Friday, May 10, 2013

Who I am --> Who I want to be.

Life is a process of self-discovery, reflection, awareness and education. And the process can be down right excruciatingly painful a times.

When I was 20 years about to graduate from college I was so sure I wanted to join corporate America and be one of those 80 hours per week corner office dynamo. A year later graduation had come and gone, law school was more of an annoyance than something I felt committed to finishing.

I looked to the left and the right I was surrounded by classmates who would sell their souls to the highest bidder.  And all I could think was my soul is nice and shiny I want to keep it that way. My boredom in law school increased. Then the phone call, my mothers brain tumor had stabilized and they felt it was the best time to operate. I quickly packed up dumped what I didn't want, took what I wanted and went home.

The doctors gave a grim prognosis, surgery was a 10% shot and if she didn't have it well they didn't have to finish the sentence to feel the grim reaper rubbing his hands.  The surgeon placed his hands on my shoulder and said: "if she does wake up she may not be able to walk or talk." My mom was prepped for surgery. We are not a family of criers, instead I looked at my mom and told her it would be in poor taste if she failed to wake up or if she lost the ability to walk or talk. My mom nodded in agreement.

They wheeled her away so small wrapped up in so many hospital bed linens to keep her warm. I locked my jaw and my mind. I reminded myself we did not cry.  My sisters watched me they were all younger, the youngest sat down and started crying my other sisters comforted her. I held her hand and told her it was important to remember that our mom is a tough old broad. And because I was not in charge as my mother was in surgery I started recounting our family history.

I spoke about the beginning back in my mothers native land her dream to come to the USA. I spoke about her hardships how she had overcome every single one by herself alone with almost no English skills.

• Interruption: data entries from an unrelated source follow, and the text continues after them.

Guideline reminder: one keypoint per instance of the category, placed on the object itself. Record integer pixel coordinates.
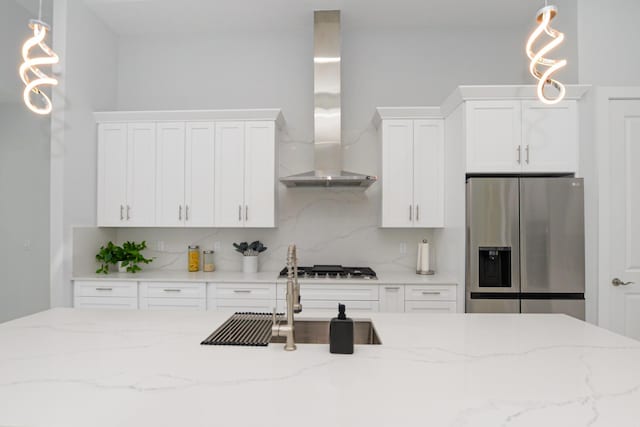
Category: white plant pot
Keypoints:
(122, 269)
(250, 264)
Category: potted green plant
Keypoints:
(126, 257)
(250, 252)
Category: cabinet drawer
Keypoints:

My sisters spines strengthened they remembered we weren't like other people we were strong we didn't cry. With the anxiety gone my sisters fell back into their respective normal rhythm as we waited for the surgery to finish.

I had done my job, feigning man like hunger I said I was going to grab some food. My sisters kept talking. I rode the elevator down one flight ducked into an empty bathroom stall and cried for an hour. All those years I had read about heartbreak and I now I felt. I felt my heart breaking for my mom she still had dreams, goals, she was still young. My sisters still needed her and I was in no position to take over.

When I was able to calm myself I fixed my face and headed outside allergies were the perfect excuse for red eyes. I walked for over an hour. Mindlessly.

I stiffened my spine, my actress skills needed to be impeccable when I went back upstairs. My sisters were on several chairs sleeping, the waiting room was beautiful and comfortable, but I found little joy or comfort in the area itself.

Eight hours later, the surgeon came out, we were all drained but felt a bolt of energy at his appearance. Your mother is out of surgery, she is in the ICU we are waiting for the swelling to go down so she can naturally wake up. We nodded and thanked the surgeon.

The  next morning we arrived before visiting hours (when you have a large hospital and only two visitors are permitted you quickly learn that by hopping from one building to the next you can go anywhere) We walked in my mom opened her eyes she frowned. She put her hand up to the bandage that partially obscured her eyes. Before we could say anything she demanded in righteous indignation: Who won the game last night and they need to fix this bandage if I am going to watch my game. The surgeon had just walked in and was going to ask her a series of questions to determine if any mental functioning had been affected. He took one look at my mom, and I could tell he was patting himself on the back. He walked back out of the rooms no questions.

Did I change my mind about working 80 per week and the corner office because of my mom? No. I had already started to suspect that chasing artificial dreams is no different than insomnia.

I think I learned in that one tumultuous year that life is so unpredictable that trying to nail it down is like trying to embrace the wind a beautiful but impossible idea.